Menjelang Pesta Demokrasi yang tinggal setahun lagi. Waktu yang seakan tidak terasa ditengah dinamika yang terjadi dalam pemerintahan negara ini.
Itu seolah partai-partai sedang bermain posisi bahkan sudah pasang 'kuda-kuda' untuk mempertahankan maupun mengambil 'ladang baru' dalam kontestasi politik.
Pada masa yang kaya akan bonus demografi seperti ini sejatinya politik juga musti semakin cerdas dan matang.
Politik itu sejatinya berbicara soal kebenaran, soal bagaimana memikirkan solusi dan juga memikirkan bagaimana eksistensi sebuah bangsa dan negara agar kedepannya lebih baik.
Hanya saja, yang menjadi masalah, belum selesai dengan perkara politik identitas dimana seringkali banyak tokoh atau elemen politik selalu menggaungkan bahwa dominasinya ialah yang benar dan kuat.
Bahkan narasi itu sudah mengarah pada 'personally' seseorang tentang status yang sudah melekat. Sementara negara kita dibangun atas keberagaman yang sejatinya musti bersatu.
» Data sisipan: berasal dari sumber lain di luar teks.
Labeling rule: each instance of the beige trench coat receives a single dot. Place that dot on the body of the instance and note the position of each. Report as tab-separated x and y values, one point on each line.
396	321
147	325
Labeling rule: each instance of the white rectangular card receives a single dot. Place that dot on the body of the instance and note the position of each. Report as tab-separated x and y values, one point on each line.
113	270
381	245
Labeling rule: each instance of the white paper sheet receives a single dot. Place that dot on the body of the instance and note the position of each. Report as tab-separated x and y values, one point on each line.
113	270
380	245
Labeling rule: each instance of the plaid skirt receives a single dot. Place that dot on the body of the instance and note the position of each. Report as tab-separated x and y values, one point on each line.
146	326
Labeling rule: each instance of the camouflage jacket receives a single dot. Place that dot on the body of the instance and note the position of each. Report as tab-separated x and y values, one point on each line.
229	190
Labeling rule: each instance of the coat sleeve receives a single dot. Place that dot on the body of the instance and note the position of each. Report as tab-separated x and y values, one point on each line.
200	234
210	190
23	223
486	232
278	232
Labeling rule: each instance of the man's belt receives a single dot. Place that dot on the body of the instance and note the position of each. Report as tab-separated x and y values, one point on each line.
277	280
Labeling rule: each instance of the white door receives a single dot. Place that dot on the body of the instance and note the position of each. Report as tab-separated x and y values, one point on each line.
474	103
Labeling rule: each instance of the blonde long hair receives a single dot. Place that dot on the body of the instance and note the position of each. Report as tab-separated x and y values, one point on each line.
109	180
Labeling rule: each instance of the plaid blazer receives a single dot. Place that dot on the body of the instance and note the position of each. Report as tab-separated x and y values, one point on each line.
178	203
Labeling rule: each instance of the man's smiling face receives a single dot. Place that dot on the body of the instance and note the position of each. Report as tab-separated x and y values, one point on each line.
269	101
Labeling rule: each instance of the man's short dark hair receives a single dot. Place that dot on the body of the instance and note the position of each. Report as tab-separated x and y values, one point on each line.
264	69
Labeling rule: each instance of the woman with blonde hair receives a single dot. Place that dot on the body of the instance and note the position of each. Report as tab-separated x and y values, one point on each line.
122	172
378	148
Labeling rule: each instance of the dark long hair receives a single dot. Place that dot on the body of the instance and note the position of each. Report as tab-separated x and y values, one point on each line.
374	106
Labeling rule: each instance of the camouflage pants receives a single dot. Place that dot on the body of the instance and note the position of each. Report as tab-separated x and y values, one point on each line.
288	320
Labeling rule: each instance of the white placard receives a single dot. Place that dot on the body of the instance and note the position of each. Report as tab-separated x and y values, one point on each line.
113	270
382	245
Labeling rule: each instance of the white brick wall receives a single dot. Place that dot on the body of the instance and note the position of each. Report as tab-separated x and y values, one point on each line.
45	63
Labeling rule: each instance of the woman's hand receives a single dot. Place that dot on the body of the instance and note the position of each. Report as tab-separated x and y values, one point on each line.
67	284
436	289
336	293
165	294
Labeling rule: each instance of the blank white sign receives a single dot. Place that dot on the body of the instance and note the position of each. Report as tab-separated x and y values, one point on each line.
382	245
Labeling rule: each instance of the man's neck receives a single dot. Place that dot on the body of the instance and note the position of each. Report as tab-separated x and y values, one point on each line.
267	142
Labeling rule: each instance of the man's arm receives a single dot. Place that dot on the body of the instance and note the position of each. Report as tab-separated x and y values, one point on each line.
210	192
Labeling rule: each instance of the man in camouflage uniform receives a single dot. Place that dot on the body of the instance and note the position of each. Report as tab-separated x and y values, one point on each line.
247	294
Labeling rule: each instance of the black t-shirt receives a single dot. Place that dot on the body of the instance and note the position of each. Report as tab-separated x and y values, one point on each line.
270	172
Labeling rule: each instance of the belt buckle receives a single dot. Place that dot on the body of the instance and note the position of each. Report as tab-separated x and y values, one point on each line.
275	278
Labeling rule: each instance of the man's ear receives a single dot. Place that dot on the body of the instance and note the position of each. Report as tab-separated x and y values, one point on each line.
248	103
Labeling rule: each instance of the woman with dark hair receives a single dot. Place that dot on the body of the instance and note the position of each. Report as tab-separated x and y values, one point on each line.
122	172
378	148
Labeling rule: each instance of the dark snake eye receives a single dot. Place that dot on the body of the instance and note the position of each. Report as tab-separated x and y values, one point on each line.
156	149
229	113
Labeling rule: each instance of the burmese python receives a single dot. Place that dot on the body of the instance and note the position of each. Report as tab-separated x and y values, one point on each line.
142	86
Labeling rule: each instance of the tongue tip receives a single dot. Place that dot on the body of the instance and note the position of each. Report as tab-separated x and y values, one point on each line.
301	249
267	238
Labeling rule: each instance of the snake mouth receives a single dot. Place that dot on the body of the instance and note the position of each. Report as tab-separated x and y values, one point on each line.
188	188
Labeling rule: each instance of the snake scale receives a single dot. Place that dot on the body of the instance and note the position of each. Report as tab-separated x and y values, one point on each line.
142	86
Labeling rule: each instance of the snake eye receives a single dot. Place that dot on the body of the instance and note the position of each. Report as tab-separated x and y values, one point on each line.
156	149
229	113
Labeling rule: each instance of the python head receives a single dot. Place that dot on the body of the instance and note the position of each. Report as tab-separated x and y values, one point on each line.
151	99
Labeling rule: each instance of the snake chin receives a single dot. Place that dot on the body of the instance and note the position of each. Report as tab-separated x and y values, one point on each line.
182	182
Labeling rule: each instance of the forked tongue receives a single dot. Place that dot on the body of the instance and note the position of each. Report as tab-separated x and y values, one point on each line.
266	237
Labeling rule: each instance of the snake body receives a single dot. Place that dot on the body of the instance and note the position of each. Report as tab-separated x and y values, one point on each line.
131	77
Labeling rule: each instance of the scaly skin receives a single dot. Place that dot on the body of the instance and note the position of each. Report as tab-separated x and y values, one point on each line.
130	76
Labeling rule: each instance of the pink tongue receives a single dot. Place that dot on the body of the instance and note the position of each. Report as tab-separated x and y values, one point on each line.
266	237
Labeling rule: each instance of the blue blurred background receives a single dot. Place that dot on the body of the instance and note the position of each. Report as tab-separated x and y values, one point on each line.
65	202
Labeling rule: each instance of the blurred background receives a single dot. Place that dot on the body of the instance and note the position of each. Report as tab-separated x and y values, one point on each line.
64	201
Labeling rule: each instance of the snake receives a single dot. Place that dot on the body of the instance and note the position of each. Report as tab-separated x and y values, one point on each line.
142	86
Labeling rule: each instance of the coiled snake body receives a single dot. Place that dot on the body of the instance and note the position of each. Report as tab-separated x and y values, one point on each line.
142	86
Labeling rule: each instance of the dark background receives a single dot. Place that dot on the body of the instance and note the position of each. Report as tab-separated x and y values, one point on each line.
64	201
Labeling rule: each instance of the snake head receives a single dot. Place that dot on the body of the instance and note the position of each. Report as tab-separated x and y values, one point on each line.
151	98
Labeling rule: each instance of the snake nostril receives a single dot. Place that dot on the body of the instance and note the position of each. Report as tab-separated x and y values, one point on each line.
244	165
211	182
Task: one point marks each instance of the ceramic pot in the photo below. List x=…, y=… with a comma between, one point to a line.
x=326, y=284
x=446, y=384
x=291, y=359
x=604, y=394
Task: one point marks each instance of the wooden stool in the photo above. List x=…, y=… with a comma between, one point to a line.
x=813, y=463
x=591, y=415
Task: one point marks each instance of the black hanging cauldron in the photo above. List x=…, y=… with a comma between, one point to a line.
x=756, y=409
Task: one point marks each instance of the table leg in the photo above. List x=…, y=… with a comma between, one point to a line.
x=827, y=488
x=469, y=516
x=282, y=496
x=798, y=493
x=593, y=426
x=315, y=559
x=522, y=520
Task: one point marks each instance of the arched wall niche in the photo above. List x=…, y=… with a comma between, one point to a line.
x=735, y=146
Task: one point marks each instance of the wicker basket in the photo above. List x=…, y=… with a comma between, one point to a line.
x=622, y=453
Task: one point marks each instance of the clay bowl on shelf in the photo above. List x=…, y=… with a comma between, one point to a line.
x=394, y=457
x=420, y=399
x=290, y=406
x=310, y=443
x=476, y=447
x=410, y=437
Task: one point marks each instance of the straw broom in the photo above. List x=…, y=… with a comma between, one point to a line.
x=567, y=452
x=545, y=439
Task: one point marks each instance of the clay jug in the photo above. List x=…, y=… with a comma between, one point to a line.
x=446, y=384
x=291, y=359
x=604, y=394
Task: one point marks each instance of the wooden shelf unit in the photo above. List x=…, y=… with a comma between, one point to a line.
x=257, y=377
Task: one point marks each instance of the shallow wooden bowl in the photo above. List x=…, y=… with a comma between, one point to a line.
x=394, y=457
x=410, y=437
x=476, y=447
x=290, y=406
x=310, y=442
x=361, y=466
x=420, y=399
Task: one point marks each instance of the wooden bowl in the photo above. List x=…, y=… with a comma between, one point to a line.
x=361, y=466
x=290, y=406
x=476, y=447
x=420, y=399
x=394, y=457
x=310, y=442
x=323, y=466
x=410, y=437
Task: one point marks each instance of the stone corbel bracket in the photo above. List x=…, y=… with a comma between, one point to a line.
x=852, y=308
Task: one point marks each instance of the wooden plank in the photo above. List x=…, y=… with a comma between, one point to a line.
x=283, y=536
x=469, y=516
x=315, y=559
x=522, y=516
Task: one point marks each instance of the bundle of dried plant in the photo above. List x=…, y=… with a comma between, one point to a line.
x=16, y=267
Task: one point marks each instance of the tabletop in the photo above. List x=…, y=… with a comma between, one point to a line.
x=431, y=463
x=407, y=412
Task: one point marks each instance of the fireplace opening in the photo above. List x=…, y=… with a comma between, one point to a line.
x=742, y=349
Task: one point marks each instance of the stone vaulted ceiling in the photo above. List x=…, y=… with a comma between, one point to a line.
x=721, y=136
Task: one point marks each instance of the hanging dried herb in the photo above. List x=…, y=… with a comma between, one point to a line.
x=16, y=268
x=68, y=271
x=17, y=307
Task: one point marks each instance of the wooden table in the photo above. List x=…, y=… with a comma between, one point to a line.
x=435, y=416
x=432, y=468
Kini isu politik sudah mengarah pada populisme dimana kadarnya sudah over dan menghilangkan akal sehat ditengah rendahnya literasi bangsa tentang memahami sesuatu dinamika yang dirasa perlu sebuah kematangan, seperti politik.
Populisme dalam politik memang tidak salah, isu-isu yang sangat membantu dan menarik hati rakyat tidak salah karena semua bisa jadi muncul karena inisiatif kepedulian seseorang untuk murni membantu.
Namun kadang populisme yang terlalu over bisa berlebihan bahkan seolah tidak sehat. Seperti timbulnya narasi langit bahkan dari sebuah partai besar tentang isu yang sangat 'impossible' namun memang bisa menjual.
Sebagai contoh, SIM seumur hidup dan pajak motor dihapus dan baru saja ada janji sebuah partai tentang listrik dan pupuk gratis bagi petani sampai pada usul bahwa menghapus jabatan Gubernur.